The savings are not always present – testing is needed:
print(c(object.size(kernelWeights(X, bw = 0.5)),
object.size(kernelWeights(X, bw = 0.5, sparse = TRUE))))
#> [1] 8000216 11950880
Using kernels with limited support explicitly increases the savings owing to sparsity:
print(c(object.size(kernelWeights(X, kernel = "epanechnikov", bw = 0.6)),
object.size(kernelWeights(X, kernel = "epanechnikov", bw = 0.6, sparse = TRUE))))
#> [1] 8000216 3832976
smoothemplik
offers another storage format for sparse
weight matrices: a list with indices of non-zero elements in each row
and their values. Since the weights have to add up to one, by default,
it re-normalises the rows to add up to unity, which is why
renormalise = FALSE
is required to preserve the original
kernel weights.
set.seed(1)
nz <- c(1, 1, 0, 0, 0, 1, 1, 0, 1, 1, 1, 0, 0, 0, 1, 1)

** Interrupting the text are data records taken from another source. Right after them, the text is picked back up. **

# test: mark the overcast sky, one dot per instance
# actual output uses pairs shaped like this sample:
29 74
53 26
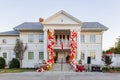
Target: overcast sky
107 12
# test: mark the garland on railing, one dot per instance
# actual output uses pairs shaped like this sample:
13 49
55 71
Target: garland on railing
73 47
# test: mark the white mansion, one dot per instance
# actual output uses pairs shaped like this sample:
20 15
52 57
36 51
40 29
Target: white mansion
35 35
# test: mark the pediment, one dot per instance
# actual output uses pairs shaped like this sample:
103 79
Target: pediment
62 18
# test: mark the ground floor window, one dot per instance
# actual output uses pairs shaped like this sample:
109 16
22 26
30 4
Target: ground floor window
30 55
41 55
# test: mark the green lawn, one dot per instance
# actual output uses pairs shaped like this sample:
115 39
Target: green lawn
16 70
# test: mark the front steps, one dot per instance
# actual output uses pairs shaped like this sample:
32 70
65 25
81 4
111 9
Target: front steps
62 67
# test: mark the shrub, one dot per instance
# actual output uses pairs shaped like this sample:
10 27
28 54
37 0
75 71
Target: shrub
2 63
14 63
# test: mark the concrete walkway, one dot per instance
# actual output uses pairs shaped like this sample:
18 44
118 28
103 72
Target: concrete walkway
57 75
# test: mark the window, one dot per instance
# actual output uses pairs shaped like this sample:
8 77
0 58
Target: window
4 41
82 38
92 38
92 55
30 55
30 38
82 55
41 38
41 55
4 55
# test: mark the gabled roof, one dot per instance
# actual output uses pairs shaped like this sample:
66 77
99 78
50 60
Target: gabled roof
93 26
60 13
10 33
29 26
38 26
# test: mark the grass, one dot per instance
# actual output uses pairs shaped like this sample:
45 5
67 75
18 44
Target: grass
16 70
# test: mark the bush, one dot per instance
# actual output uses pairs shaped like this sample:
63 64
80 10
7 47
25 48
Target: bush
14 63
2 63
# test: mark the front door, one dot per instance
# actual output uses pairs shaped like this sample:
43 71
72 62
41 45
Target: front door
62 56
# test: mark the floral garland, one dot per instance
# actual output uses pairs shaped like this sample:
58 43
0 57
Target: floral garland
73 47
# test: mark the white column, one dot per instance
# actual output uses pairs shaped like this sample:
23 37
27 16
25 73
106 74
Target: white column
78 45
45 45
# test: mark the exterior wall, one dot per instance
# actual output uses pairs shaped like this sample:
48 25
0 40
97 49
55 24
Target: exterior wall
116 60
34 47
8 47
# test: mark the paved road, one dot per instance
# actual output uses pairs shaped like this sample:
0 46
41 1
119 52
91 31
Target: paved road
60 76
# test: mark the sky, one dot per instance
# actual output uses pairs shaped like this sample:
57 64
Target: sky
107 12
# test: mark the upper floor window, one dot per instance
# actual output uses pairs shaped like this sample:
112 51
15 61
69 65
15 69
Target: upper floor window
4 41
92 38
30 55
92 55
4 55
82 55
30 38
82 38
41 55
41 38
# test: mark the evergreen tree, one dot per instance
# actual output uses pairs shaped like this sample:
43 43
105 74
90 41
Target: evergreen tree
19 49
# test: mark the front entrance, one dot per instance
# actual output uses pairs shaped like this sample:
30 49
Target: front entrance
61 56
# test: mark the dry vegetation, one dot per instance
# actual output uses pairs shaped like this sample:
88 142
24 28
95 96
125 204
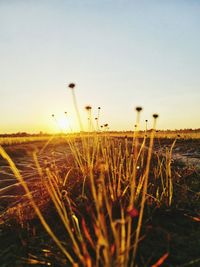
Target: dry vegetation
100 199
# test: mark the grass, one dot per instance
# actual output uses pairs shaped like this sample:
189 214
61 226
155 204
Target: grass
114 201
101 214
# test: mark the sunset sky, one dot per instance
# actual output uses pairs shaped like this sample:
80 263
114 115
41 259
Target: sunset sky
120 53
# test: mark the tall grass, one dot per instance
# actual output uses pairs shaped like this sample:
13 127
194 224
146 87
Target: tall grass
112 184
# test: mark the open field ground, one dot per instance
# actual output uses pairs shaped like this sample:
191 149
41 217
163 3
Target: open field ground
109 200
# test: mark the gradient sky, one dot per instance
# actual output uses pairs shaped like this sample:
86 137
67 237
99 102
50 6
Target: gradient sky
120 53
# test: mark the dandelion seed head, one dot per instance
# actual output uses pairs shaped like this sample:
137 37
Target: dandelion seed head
71 85
138 109
88 108
155 116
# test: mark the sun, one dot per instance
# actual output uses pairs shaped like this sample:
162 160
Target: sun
63 124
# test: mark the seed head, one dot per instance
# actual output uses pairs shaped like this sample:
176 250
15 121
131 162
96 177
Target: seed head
155 116
71 85
88 108
138 109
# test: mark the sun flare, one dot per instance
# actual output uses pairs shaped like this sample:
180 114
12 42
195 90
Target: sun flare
63 124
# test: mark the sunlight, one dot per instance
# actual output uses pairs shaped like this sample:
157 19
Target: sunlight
63 124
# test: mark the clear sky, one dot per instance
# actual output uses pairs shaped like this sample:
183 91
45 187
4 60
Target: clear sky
120 54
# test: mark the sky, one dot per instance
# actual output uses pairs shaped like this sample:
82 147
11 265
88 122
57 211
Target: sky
119 53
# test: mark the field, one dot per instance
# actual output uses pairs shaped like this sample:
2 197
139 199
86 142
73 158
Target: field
100 200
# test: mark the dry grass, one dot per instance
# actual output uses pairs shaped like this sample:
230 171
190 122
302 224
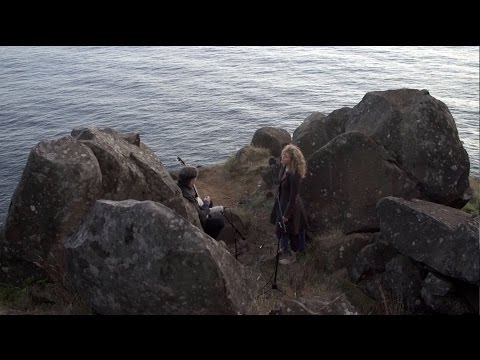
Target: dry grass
38 298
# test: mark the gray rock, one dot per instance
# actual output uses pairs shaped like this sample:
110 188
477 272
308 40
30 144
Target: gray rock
133 172
59 184
133 257
271 138
344 181
370 260
444 238
422 134
336 252
439 295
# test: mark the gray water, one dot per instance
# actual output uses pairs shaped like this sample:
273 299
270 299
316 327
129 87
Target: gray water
205 103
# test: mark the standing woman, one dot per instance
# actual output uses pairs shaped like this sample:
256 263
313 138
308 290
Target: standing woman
292 172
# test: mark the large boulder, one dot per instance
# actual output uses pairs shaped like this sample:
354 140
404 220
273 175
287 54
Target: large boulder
271 138
441 296
59 184
370 260
345 180
318 129
132 257
444 238
421 132
131 171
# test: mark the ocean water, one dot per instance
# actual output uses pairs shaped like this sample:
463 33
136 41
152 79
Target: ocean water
205 103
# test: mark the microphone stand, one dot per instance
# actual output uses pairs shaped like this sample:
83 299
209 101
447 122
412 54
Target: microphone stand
236 231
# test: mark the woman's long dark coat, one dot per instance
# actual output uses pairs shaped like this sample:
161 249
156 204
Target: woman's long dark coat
290 202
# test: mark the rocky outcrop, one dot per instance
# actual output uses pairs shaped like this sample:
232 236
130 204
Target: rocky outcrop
440 295
132 257
316 306
318 129
59 184
236 227
62 180
370 260
271 138
424 261
345 180
422 134
130 171
336 252
441 237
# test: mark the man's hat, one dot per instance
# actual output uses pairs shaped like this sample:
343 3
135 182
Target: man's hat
187 173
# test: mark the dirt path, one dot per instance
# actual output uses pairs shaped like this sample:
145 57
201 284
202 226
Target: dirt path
222 188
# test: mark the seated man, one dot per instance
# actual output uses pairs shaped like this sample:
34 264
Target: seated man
210 217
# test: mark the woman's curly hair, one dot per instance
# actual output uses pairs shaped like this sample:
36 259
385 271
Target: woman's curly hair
298 163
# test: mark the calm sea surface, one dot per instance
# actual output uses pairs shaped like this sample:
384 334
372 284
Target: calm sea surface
205 103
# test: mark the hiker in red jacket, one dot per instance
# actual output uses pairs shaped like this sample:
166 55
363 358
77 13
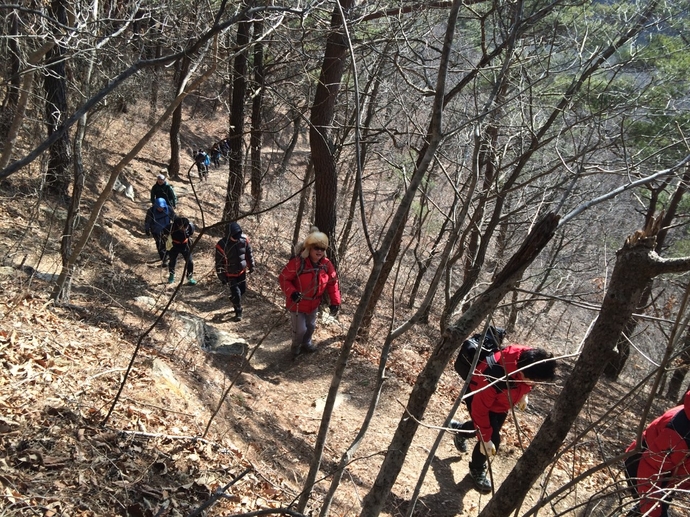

m <- matrix(runif(16) * nz, nrow = 4, byrow = TRUE)
print(m)
#> [,1] [,2] [,3] [,4]
#> [1,] 0.2655087 0.37212390 0.0000000 0.0000000
#> [2,] 0.0000000 0.89838968 0.9446753 0.0000000
#> [3,] 0.6291140 0.06178627 0.2059746 0.0000000
#> [4,] 0.0000000 0.00000000 0.7698414 0.4976992
print(apply(m, 1, sparseVectorToList, renormalise = FALSE))
#> [[1]]
#> [[1]]$idx
#> [1] 1 2
#>
#> [[1]]$ct
#> [1] 0.2655087 0.3721239
#>
#>
#> [[2]]
#> [[2]]$idx
#> [1] 2 3
#>
#> [[2]]$ct
#> [1] 0.8983897 0.9446753
#>
#>
#> [[3]]
#> [[3]]$idx
#> [1] 1 2 3
#>
#> [[3]]$ct
#> [1] 0.62911404 0.06178627 0.20597457
#>
#>
#> [[4]]
#> [[4]]$idx
#> [1] 3 4
#>
#> [[4]]$ct
#> [1] 0.7698414 0.4976992
Not only the savings appear in large objects, the list of lists can
be passed to parallel::mclapply
for speed gains, and it
does not need conversion back to numeric, unlike sparse matrices. Here
is how it compares to the dgCMatrix
solution: the size is
slightly larger, but the large number of small row-based chunks can be
handled immediately without accessing the entire matrix. This is useful
in such applications as re-sampling, bootstrap, big-data handling
etc.
These examples showcase the speed improvements and comparable
accuracy of the Rcpp implementations over pure R code, making the
smoothemplik
a versatile and efficient tool for
non-parametric statistical analysis.